Choir 4.5 minutes Music by Shase Hernandez Text by Walt Whitman
As Adam Early in the Morning was written for a choral composition competition. In many ways it is a response to its sister, the solo work called "As Adam Early in the Morning" which was, itself, written for an art song competition. I was intrigued by the text, one of many provided that could be used as the basis for a work in these competitions. In the original work the text was used in a more literal fashion as though one were speaking to another. In this version I expanded on my interpretation of the piece and allowed myself to indulge the religious undertones of the text to further influence it. Angels speak and watch over the supposed "Adam" and "Eve" is introduced even though there is no mention of her in the text.
I found, as I was writing this piece, that at least to one professor of mine that my approach was rather controversial.
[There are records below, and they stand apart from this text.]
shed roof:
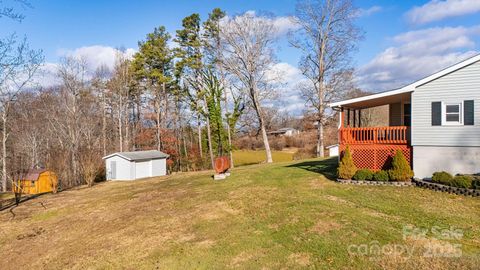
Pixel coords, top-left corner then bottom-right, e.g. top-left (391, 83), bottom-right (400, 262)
top-left (102, 150), bottom-right (169, 161)
top-left (24, 169), bottom-right (47, 181)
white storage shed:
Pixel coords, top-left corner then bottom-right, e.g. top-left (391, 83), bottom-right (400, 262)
top-left (326, 144), bottom-right (339, 157)
top-left (103, 150), bottom-right (169, 180)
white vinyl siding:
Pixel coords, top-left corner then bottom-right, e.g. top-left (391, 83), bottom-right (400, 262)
top-left (411, 60), bottom-right (480, 147)
top-left (151, 158), bottom-right (167, 176)
top-left (105, 156), bottom-right (133, 180)
top-left (135, 160), bottom-right (151, 179)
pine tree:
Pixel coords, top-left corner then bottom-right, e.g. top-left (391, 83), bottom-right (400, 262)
top-left (388, 150), bottom-right (414, 181)
top-left (131, 26), bottom-right (173, 152)
top-left (338, 145), bottom-right (357, 179)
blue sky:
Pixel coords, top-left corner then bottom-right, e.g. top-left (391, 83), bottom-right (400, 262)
top-left (2, 0), bottom-right (480, 98)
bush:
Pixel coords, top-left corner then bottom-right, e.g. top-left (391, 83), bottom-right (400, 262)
top-left (451, 175), bottom-right (473, 189)
top-left (388, 150), bottom-right (414, 181)
top-left (338, 146), bottom-right (357, 179)
top-left (353, 169), bottom-right (373, 181)
top-left (472, 177), bottom-right (480, 190)
top-left (373, 170), bottom-right (389, 181)
top-left (431, 171), bottom-right (453, 185)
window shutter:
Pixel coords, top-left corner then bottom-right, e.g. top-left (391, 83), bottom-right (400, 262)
top-left (464, 100), bottom-right (474, 125)
top-left (432, 102), bottom-right (442, 126)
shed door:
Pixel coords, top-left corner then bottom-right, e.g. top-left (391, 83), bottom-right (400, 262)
top-left (110, 161), bottom-right (117, 179)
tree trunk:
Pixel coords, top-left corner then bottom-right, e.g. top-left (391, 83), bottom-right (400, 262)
top-left (250, 86), bottom-right (272, 163)
top-left (118, 98), bottom-right (124, 152)
top-left (156, 100), bottom-right (162, 151)
top-left (260, 121), bottom-right (273, 163)
top-left (124, 102), bottom-right (130, 152)
top-left (316, 121), bottom-right (324, 157)
top-left (102, 91), bottom-right (107, 156)
top-left (204, 97), bottom-right (215, 170)
top-left (1, 109), bottom-right (7, 191)
top-left (197, 114), bottom-right (203, 158)
top-left (223, 87), bottom-right (234, 168)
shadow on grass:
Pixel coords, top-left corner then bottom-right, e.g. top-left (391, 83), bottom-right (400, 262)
top-left (286, 157), bottom-right (338, 180)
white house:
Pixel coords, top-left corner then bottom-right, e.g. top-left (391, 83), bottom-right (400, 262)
top-left (103, 150), bottom-right (169, 180)
top-left (268, 128), bottom-right (300, 137)
top-left (330, 54), bottom-right (480, 179)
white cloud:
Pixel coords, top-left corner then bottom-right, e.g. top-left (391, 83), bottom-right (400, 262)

I appreciated this criticism, however, as it only helped me understand my own relationship to art. For me, I believe that once art leaves the hand of the artist it is now free to be its own thing in the world. Undoubtedly, I have my own intentions and ideas in writing a piece of music but I do not believe that this prevents others from gaining something of their own from it in their personal experience that may or may not agree with my own thoughts on my work. This friction of ideas ultimately pushed me to further explore what the text meant to me. It appeared to have worked as this piece won the choral composition competition and even today it stands as one of few works where I feel truly satisfied with it.
I was immediately struck by the tight form and structure of this piece when I first played through it, and it was further convincing to hear it performed. The cascading "mm" refrain really holds it together, and I admire the restraint and willingness to take [his] time — not selling this text, but serving it.
—An Anonymous Judge's Comments
As Adam Early in the Morning (1860)
Walt Whitman (1819-1892)
As Adam early in the morning,
Walking forth from the bower refresh’d with sleep,
Behold me where I pass, hear my voice, approach,
Touch me touch the palm of your hand to my body as I pass,
Be not afraid of my body.
This recording is a combination of a performance by the International Orange Choral and a composer lead choir. (May the music gods have mercy on my soul for such a recording Frankenstein blasphemy.)